Stroll through the produce section, and be on the lookout for little plastic boxes of lettuces, berries and other produce with a red label and cute photos of earnest-looking men, pictures of the farmers who grew that particular handful of berries or pile of greens. Everything we tried from those boxes was magic -- arugula like fresh pepper, strawberries as refreshing as a cold glass of water.
And then, of course, acquaint yourself with the counters of cured meats. There are literally dozens of hams, dried and fresh sausages, pâtes and terrines and all the rest of it, and the people behind the counter will not look at you funny if you ask for just a few paper-thin slices, which they then wrap and seal in a cool little hot-seaming machine. I really loved the smoked dry-cured ham from Alsace (jambon cru fumé Alsace), the jambon de Bayonne (France's answer to prosciutto), the dry sausage called rosette de Lyon, and the spreadable goose (rillettes d'oie).

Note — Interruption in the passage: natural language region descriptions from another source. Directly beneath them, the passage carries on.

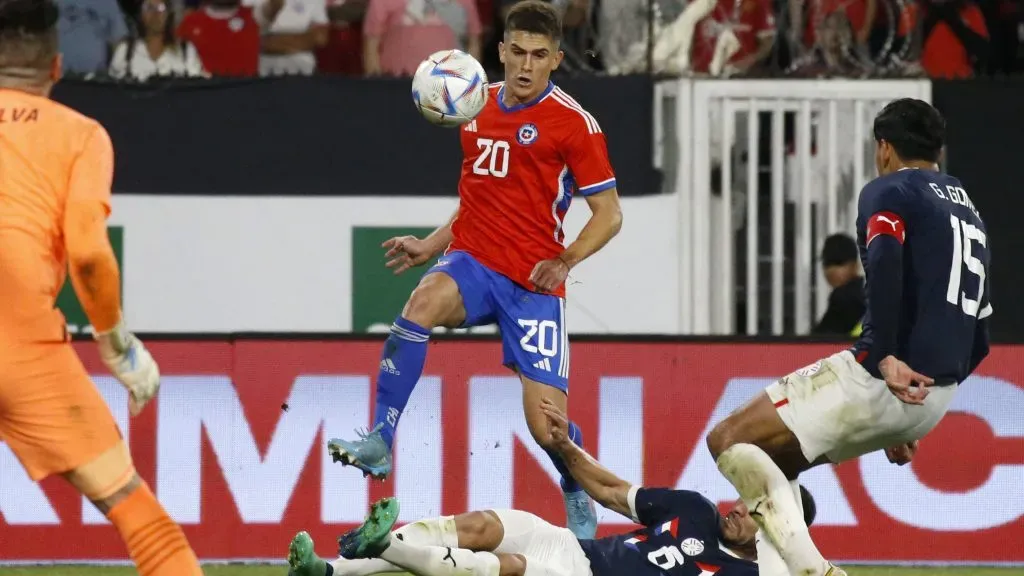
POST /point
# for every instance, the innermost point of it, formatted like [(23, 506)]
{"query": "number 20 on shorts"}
[(541, 337)]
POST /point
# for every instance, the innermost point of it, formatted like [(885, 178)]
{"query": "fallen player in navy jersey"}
[(682, 535)]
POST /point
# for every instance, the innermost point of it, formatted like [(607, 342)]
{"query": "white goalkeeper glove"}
[(131, 364)]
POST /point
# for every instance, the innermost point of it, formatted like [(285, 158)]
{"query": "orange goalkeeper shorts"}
[(51, 414)]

This may be impolitic of me to say since we are in France, but France is also in Europe, which means that the incredible Spanish ham jamón iberico de bellota 1) is widely available, and 2) instead of costing as much as your house, it only costs as much as your car. But three paper-thin slices of the stuff will keep you smiling for hours, and isn't that worth a few bucks? (Grab a few knives and maybe forks here, too.)
OK, last stop, because as you may have noticed, we skipped the entirety of the cheese section. Why? Because just a few blocks away is the Crèmerie Quatrehomme, where it's nearly impossible to go wrong with any cheese. Owner Marie Quatrehomme was the first woman to win the super-prestigious Meilleurs Ouvriers de France, sort of a national medal of honor for craftspeople. Yes, she won a national medal of honor for running a cheese shop. I don't know what that means exactly (superb alphabetizing?), but I do know it means you can trust her. Go with an idea of what you like (goat cheese makes you want to die? Don't get goat cheese!), but an open mind. And here's a tip: anything with the words "au lait cru" (made from raw milk) is probably something you can't get back home. I am in love with long-aged Comte, with its Pac-Man wheels and salty nuttiness, and definitely give some serious thought to the soft cheeses, the Brie de Melun and such, whose creaminess and complexity have nothing to do with the wan versions sold shrink-wrapped in our supermarkets or found baked on wedding buffets. If they're soft and kinda bulgy, like they're melting in slow motion, eat them. Pay for them first, but eat them.
Now, with eight arms' worth of food, go up the street and around the Jardin Catherine Labouré, a little gem of a park and garden with plenty of plush grass, shade, children playing, country-style restrooms and, if you're (un?)lucky, hot young things making out. There, while Brandon cried over his bread and butter, Molly sat wild-eyed from her bite of Ispahan and Winnie sipped thoughtfully on a fruit juice, I gazed out over the lawn at a young couple.
"In health class they called that 'heavy petting,' I said, retraining my attention on the hams before me rather than the hams being caressed.
But a few bites later, I looked up again. "Whoa. And on wildlife documentaries I believe they call that 'presenting.'" And we spent our afternoon with no worries, no multitasking, just enjoying the sun overhead, the animal funk of meat and cheese, and love in the air.